The next day I wrote a note to Kfir, the littlest hostage held in Gaza, and fastened it to his photograph on the ramp down to the plane leaving Israel. I flew south. Deep south, into the summer of Sydney, and on landing, I walked into a fifth-grade classroom. On the board I wrote the aleph bet and the children copied. I taught them about the holiday that was coming up, the holiday of Purim, in which the megalomaniacal Haman convinces a king to issue a decree of genocide against the Jews of Persia, which the wise Jewish Queen Esther thwarts. After which I taught them about the next holiday, Passover, in which a megalomaniacal Pharaoh of Egypt tries to eliminate the children of Israel by enslaving them and throwing their boys into the river. Which G-d thwarts, delivering them to freedom with an outstretched arm.
At the end of term, I received a note from a young woman of Syrian heritage, my student at university. I felt compelled to check on you, she wrote, and see how you, as a Jew, are feeling. With Iran and Hamas festering, there’s a sense of fear around us, even here in Sydney.
It was the first message I’d received from anyone since October 7 asking how I, as a Jew, was feeling.

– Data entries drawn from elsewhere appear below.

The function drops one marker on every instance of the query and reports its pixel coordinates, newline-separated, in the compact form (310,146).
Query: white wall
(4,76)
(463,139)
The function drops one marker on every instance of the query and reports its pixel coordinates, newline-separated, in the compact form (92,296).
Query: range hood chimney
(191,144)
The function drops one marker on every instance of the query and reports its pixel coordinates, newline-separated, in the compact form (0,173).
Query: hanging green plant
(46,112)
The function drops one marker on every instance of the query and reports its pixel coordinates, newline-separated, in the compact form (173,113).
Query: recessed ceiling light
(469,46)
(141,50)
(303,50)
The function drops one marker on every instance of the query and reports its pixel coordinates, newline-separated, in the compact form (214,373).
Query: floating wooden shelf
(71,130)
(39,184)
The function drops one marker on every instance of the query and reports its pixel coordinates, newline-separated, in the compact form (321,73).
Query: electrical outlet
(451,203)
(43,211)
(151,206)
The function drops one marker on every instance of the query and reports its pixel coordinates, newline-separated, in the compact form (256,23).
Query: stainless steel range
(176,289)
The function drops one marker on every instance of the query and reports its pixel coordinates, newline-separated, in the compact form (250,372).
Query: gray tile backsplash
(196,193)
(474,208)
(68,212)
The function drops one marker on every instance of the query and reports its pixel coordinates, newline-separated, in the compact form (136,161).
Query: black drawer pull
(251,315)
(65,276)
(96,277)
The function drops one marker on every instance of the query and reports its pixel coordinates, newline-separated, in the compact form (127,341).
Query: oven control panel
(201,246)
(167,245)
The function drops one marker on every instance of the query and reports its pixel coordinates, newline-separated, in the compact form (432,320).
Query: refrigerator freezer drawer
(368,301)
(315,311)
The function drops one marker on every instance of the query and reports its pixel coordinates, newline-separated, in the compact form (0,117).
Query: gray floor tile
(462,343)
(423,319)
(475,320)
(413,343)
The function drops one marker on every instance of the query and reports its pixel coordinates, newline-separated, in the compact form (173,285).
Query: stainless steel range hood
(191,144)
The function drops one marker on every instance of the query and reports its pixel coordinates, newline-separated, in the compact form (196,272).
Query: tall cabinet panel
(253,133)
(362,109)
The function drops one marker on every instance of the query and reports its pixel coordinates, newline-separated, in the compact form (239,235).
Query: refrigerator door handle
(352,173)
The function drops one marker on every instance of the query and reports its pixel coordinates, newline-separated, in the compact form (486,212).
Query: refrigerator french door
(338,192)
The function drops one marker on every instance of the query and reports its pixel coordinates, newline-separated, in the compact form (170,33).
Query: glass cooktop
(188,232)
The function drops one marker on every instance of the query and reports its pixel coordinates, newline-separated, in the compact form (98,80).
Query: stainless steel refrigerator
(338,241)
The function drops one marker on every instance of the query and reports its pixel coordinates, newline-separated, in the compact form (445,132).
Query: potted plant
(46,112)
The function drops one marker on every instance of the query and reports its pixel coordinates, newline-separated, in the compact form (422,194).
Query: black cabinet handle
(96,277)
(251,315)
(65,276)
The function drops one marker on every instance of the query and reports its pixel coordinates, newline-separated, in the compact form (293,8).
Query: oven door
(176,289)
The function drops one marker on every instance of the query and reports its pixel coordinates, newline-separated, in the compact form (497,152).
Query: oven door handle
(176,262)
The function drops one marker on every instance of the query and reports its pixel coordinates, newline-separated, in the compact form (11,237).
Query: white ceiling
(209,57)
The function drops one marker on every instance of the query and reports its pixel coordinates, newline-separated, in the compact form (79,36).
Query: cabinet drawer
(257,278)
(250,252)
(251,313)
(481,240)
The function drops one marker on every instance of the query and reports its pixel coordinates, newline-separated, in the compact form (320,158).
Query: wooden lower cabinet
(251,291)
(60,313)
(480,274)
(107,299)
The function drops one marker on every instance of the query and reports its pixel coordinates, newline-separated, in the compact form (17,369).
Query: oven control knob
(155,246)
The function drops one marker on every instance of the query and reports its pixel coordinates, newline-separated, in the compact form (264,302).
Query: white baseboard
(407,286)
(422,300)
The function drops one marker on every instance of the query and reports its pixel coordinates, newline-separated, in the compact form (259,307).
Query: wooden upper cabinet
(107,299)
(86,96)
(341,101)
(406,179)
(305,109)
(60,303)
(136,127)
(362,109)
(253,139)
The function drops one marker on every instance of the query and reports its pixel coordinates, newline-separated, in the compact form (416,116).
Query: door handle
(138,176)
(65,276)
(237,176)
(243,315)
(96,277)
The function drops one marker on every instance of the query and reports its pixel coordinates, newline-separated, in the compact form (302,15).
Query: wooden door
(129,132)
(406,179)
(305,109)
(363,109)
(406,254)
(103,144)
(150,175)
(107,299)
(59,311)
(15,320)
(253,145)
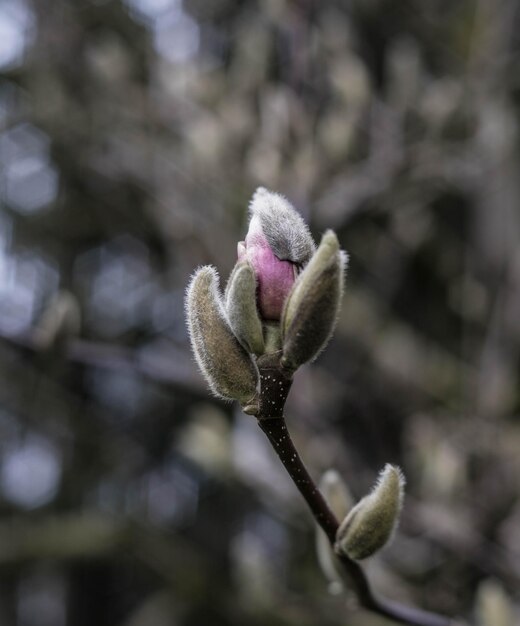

Soon my Syrian student and I will sit down to dinner. We will exchange words of empathy and care. We will deplore the hatemongers. And we will not defeat antisemitism. Because defeating antisemitism is not my students’ task nor is it the task of the Jews. My task is to follow the words of the prophet Jeremiah, plant trees, build houses, marry off my children and grandchildren and to teach them about the Exodus from Egypt and the miracle of Purim and the miracle of Hanukkah against the Greeks and the Roman destruction of Jerusalem and the Crusades and the Spanish expulsion and Inquisition, and—the atrocities of Hamas.
Who speaks about ancient Egyptians except museum curators and Jewish children? Who will remember Hamas except the Jews?
Teaching children. That’s the task of the Jews.
Because antisemitism is ineradicable. Even in Sydney. And so are the Jews.
Viva Hammer holds concurrent positions at the Hadassah-Brandeis Institute of Brandeis University in Massachusetts and the Crawford School of Public Policy at the Australian National University.